I enjoy cycling. That’s the foremost reason I do it. It’s not an activity that’s going to get you a great body (professional cyclists are a skinny bunch) but there is an overwhelmingly positive sensory aspect to it. It makes you feel like a kid again. When is the last time you went on an adventure?
I also give cycling bonus points for being a low-impact sport and conducive for taking intermittent breaks.
- Hop on your bicycle.
- Explore the open road.
I personally get a kick out of climbing up big hills and flying down them with no hands.
And that’s pretty much it. I sometimes do sprints, or jog, or walk, or play tennis or frisbee or basketball, and I’m dinking around with some bodyweight squat and ab stuff right now, but in terms of regularity, pull-ups and cycling in particular have been my go-to’s.
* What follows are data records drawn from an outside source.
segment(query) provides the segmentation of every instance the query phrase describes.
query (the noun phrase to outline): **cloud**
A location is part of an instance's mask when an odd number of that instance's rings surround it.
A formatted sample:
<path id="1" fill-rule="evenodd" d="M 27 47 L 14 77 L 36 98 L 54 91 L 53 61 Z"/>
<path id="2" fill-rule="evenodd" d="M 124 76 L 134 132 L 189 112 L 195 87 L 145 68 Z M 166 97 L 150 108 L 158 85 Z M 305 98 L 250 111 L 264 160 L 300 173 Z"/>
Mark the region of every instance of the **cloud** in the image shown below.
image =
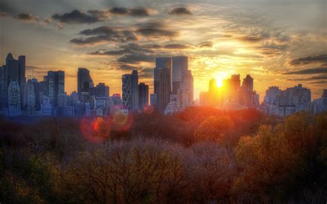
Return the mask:
<path id="1" fill-rule="evenodd" d="M 92 45 L 106 41 L 127 42 L 137 41 L 137 37 L 129 30 L 117 30 L 109 26 L 101 26 L 82 30 L 79 34 L 89 36 L 70 40 L 70 43 L 78 45 Z"/>
<path id="2" fill-rule="evenodd" d="M 238 40 L 248 42 L 248 43 L 257 43 L 265 39 L 265 38 L 262 36 L 241 36 L 237 38 Z"/>
<path id="3" fill-rule="evenodd" d="M 86 13 L 74 10 L 70 13 L 54 14 L 51 17 L 62 23 L 95 23 L 109 19 L 107 14 L 103 10 L 90 10 Z"/>
<path id="4" fill-rule="evenodd" d="M 211 41 L 204 41 L 201 42 L 199 45 L 199 48 L 212 48 L 213 44 Z"/>
<path id="5" fill-rule="evenodd" d="M 136 53 L 150 53 L 152 50 L 142 47 L 139 43 L 130 43 L 118 46 L 117 50 L 106 51 L 104 49 L 99 49 L 95 52 L 89 53 L 92 55 L 123 55 L 126 54 Z"/>
<path id="6" fill-rule="evenodd" d="M 184 49 L 188 49 L 192 48 L 191 45 L 181 44 L 181 43 L 171 43 L 165 45 L 164 48 L 166 49 L 172 49 L 172 50 L 184 50 Z"/>
<path id="7" fill-rule="evenodd" d="M 14 16 L 14 18 L 22 21 L 29 21 L 29 22 L 36 22 L 39 20 L 37 17 L 35 17 L 31 14 L 25 14 L 25 13 L 21 13 L 16 14 Z"/>
<path id="8" fill-rule="evenodd" d="M 142 79 L 153 79 L 153 68 L 143 68 L 139 76 Z"/>
<path id="9" fill-rule="evenodd" d="M 292 71 L 284 73 L 284 74 L 326 74 L 327 68 L 316 68 L 312 69 L 305 69 L 299 71 Z"/>
<path id="10" fill-rule="evenodd" d="M 166 25 L 160 21 L 150 21 L 137 25 L 137 32 L 146 37 L 172 38 L 177 37 L 177 32 L 168 30 Z"/>
<path id="11" fill-rule="evenodd" d="M 137 67 L 133 66 L 131 65 L 128 65 L 125 63 L 120 63 L 118 66 L 119 70 L 137 70 Z"/>
<path id="12" fill-rule="evenodd" d="M 168 12 L 170 15 L 191 15 L 192 12 L 187 8 L 177 7 Z"/>
<path id="13" fill-rule="evenodd" d="M 308 82 L 308 83 L 325 85 L 325 84 L 327 84 L 327 80 L 326 81 L 321 80 L 321 81 L 311 81 L 311 82 Z"/>
<path id="14" fill-rule="evenodd" d="M 313 76 L 308 78 L 301 79 L 288 79 L 287 81 L 310 81 L 310 80 L 324 80 L 327 79 L 327 74 L 321 74 L 318 76 Z"/>
<path id="15" fill-rule="evenodd" d="M 327 63 L 327 54 L 320 54 L 316 56 L 308 56 L 306 57 L 301 57 L 294 59 L 290 61 L 292 65 L 302 65 L 310 63 Z"/>
<path id="16" fill-rule="evenodd" d="M 132 16 L 132 17 L 148 17 L 150 16 L 150 11 L 146 8 L 119 8 L 114 7 L 111 8 L 109 12 L 112 14 L 116 15 L 124 15 L 124 16 Z"/>
<path id="17" fill-rule="evenodd" d="M 0 18 L 1 17 L 8 17 L 8 14 L 4 12 L 0 12 Z"/>
<path id="18" fill-rule="evenodd" d="M 139 64 L 141 62 L 153 63 L 155 61 L 155 54 L 132 53 L 125 54 L 119 57 L 117 61 L 131 64 Z"/>
<path id="19" fill-rule="evenodd" d="M 97 51 L 90 52 L 89 54 L 91 55 L 122 55 L 126 53 L 124 50 L 109 50 L 106 51 L 103 49 L 99 49 Z"/>

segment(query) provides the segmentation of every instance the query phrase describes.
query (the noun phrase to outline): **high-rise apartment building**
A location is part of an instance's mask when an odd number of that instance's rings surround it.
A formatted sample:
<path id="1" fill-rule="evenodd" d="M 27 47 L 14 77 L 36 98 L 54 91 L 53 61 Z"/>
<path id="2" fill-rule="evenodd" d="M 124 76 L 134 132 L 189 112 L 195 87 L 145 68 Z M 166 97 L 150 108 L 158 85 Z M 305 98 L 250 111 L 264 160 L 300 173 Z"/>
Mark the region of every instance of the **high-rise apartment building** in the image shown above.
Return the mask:
<path id="1" fill-rule="evenodd" d="M 122 82 L 122 100 L 129 110 L 139 109 L 139 74 L 137 70 L 132 74 L 123 74 Z"/>
<path id="2" fill-rule="evenodd" d="M 34 84 L 31 79 L 28 79 L 26 82 L 24 103 L 24 110 L 26 114 L 28 116 L 35 115 L 36 96 Z"/>
<path id="3" fill-rule="evenodd" d="M 79 68 L 77 71 L 77 94 L 79 100 L 83 103 L 90 99 L 90 88 L 93 88 L 93 81 L 90 71 L 84 68 Z"/>
<path id="4" fill-rule="evenodd" d="M 188 70 L 188 57 L 186 56 L 174 57 L 172 58 L 172 93 L 177 94 L 184 75 Z"/>
<path id="5" fill-rule="evenodd" d="M 139 108 L 143 110 L 149 102 L 149 86 L 144 83 L 139 84 Z"/>
<path id="6" fill-rule="evenodd" d="M 155 68 L 155 94 L 157 109 L 161 113 L 170 101 L 171 93 L 171 58 L 157 58 Z"/>
<path id="7" fill-rule="evenodd" d="M 50 103 L 57 105 L 58 94 L 65 92 L 65 72 L 48 72 L 48 96 Z"/>
<path id="8" fill-rule="evenodd" d="M 20 88 L 21 101 L 24 97 L 25 84 L 26 78 L 25 77 L 25 56 L 19 56 L 18 60 L 14 59 L 11 53 L 8 53 L 6 59 L 6 65 L 3 68 L 3 83 L 2 83 L 2 105 L 3 108 L 8 105 L 8 88 L 11 81 L 16 81 Z M 23 108 L 23 103 L 21 103 L 21 108 Z"/>
<path id="9" fill-rule="evenodd" d="M 21 90 L 16 80 L 11 80 L 8 87 L 8 115 L 10 116 L 21 114 Z"/>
Why? They don’t take a lot of time. I don’t get injured. I find them sufficiently challenging. And I’m happy with that!
My goal isn’t to become an underwear model or Mr. Universe. I’m putting in a calculated effort to reach a functional physique that makes me feel positive about myself and allows me to be active in other areas. I find the whole process a righteous challenge.
If I cared more about having defined musculature, deadlifts would probably the first heavy movement I’d add into the mix even though they don’t really match the philosophies laid out here. But who knows … maybe at some point I’ll mess around with them.
In regards to frequency, a full workout for me consists of just one of the above exercises. I like to put full focus onto one exercise so I can concentrate on my form and technique. It’s difficult to maintain composure over a long session! I don’t exercise every day, I always warm up, and I take a cautious approach to recovery (i.e., I will wait out soreness).
After all this explanation, let met me reiterate my sentiments from the intro: I don’t know what I’m doing!! You should figure out what works for you. I’m just one dude trying to chart his internal compass. The likelihood is high that I change course.
An Aside: Nose Breathing Follow-up
I previously wrote an article about nose breathing and why it’s likely beneficial to avoid breathing through your mouth during exercise (or at any time for that matter). The dude still abides to this philosophy, but when riding my bike I’ve found it impractical to consciously avoid lapsing. The energetic demands are too persistent. If anything I think this is a subtle knock on the premise of cardio.
Anyway, one new technique I picked up on not long after writing that piece is to drop your jaw while breathing through your nose. Doing this helps expand the airway. It’s like a cheat code for when you’re struggling during periods of high intensity.